As the conversation of raising the minimum wage continues in the federation of St. Kitts and Nevis, the Minimum Wage Task Force held a panel discussion on Wednesday, September 6th to sensitize the public to the internal discussions thus far and the varying views of a livable wage.
During the discussion that is available on ZIZ Online’s YouTube channel, Paul Queeley, Director of the Department of Consumer Affairs juxtaposed the minimum wage, which is set at $360 gross (before Social Security and levee are deducted) and $340 net weekly, by the weekly expenses of life.
“We did surveys or interviews with minimum wage workers and asked them to fill out a sheet and indicate what it is you purchase on a weekly basis from the supermarket. And based on that information, we used prices from the consumer price index. So we had a list here of person purchasing sugar, eggs, rice, macaroni and cheese, flour, onion, sweet potato, Irish potato, ketchup, chicken wings, lentils, dishwashing, liquid, toothpaste, drink mix, corn, beef, Vienna sausage, sliced cheese, sanitary pads, and pampers. And when we totaled up this list, it came to XCD $319.18.”
Meanwhile, Jeneve Mills, Labour Officer at the Department of Labour said that businesses recognize that the economy is largely driven by minimum wage earners. They are, however reluctant to agree to what the rate increase should be to have a livable wage.
“What all stakeholders are not keen on is, what should be this livable wage. Because the truth is, we recognize in these meetings, a minimum wage is not a livable wage. We realize there’s a big disparity. A means test determined that a livable wage in St. Kitts and Nevis right now would be $2,500 a month at a minimum. That is something that could be considered livable. Why? Because the smallest man will have $318 left with this money, with his list that he put together there to the things that is not mentioned on that list, that is considered livable.”

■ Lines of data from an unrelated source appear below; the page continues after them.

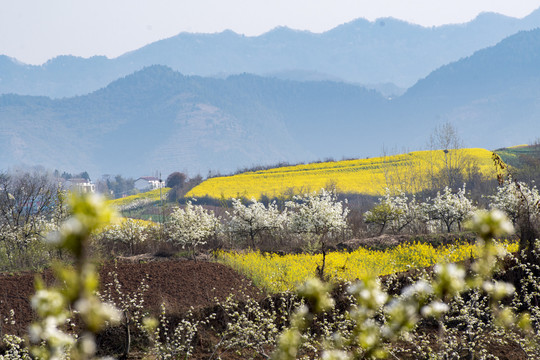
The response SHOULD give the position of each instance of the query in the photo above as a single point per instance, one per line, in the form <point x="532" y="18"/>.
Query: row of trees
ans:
<point x="31" y="205"/>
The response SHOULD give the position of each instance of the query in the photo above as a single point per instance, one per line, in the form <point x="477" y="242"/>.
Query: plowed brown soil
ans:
<point x="179" y="284"/>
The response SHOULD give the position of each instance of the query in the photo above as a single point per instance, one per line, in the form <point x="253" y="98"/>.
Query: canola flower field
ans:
<point x="277" y="273"/>
<point x="149" y="196"/>
<point x="361" y="176"/>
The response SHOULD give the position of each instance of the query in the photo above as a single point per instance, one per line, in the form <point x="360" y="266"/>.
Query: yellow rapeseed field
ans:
<point x="277" y="273"/>
<point x="152" y="195"/>
<point x="407" y="172"/>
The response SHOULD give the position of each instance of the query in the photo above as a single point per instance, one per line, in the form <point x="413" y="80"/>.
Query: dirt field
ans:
<point x="179" y="284"/>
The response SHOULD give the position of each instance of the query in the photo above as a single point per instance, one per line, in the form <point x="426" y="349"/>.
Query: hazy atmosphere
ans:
<point x="278" y="180"/>
<point x="35" y="31"/>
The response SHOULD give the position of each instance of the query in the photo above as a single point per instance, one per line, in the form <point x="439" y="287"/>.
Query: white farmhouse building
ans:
<point x="80" y="185"/>
<point x="146" y="183"/>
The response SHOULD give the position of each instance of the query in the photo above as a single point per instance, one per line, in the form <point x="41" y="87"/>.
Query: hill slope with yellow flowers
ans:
<point x="408" y="172"/>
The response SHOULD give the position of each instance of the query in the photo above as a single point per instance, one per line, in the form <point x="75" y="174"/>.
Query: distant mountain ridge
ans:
<point x="159" y="119"/>
<point x="383" y="51"/>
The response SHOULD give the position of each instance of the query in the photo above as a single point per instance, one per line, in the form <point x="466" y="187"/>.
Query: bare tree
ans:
<point x="456" y="167"/>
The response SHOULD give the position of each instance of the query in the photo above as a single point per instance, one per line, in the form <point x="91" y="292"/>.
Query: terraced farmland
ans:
<point x="408" y="172"/>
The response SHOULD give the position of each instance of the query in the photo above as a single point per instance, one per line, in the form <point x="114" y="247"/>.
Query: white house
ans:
<point x="147" y="183"/>
<point x="80" y="185"/>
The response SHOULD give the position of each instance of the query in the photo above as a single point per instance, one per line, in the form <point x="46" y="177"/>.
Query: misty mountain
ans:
<point x="159" y="119"/>
<point x="493" y="96"/>
<point x="383" y="51"/>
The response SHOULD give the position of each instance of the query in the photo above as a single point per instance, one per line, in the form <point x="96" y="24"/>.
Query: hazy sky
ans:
<point x="34" y="31"/>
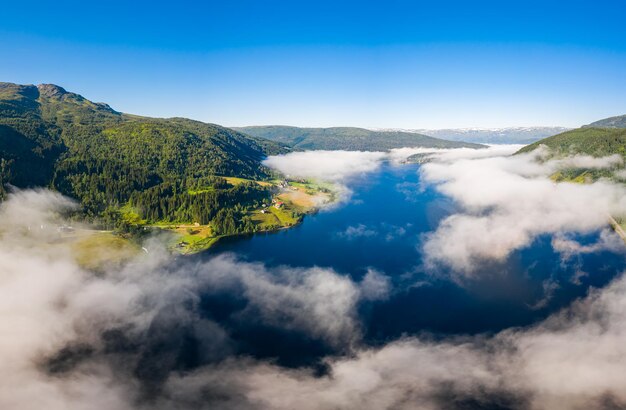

According to Mills, the government is unable to afford a livable wage but other moving parts can assist with making the situation a little more tolerable.
“However, can the government at this point in time introduce what is considered a livable wage? No. Can the government introduce though a minimum wage? Yes. What can go further than a living wage? One is what Mr. Queeley said here that [Department of] Consumer Affairs would play a part in supporting those of us who are on the lowest spectrum to make sure that when you’re going to the supermarket, the 25% or the 20% markup that was agreed to, is what is being transposed to us and nothing more. We have other entities and stakeholders that will have to get on board to make sure that those persons who really need to be impacted at the level are impacted. And the government itself come over away from some of the social assistance that is causing us to hurt from an economic standpoint at a macro level.”
Ambassador Sam Condor, Chairman of the Minimum Wage Task Force said that from the meetings, businesses are very mindful of their bottom line and that they will not pay more wages than they are mandated to.
Food items such as evaporated milk has increased by 34%; adult pampers by 46%; and tomato paste by 60% have increased rapidly in a four-year period from 2019, according to Queeley.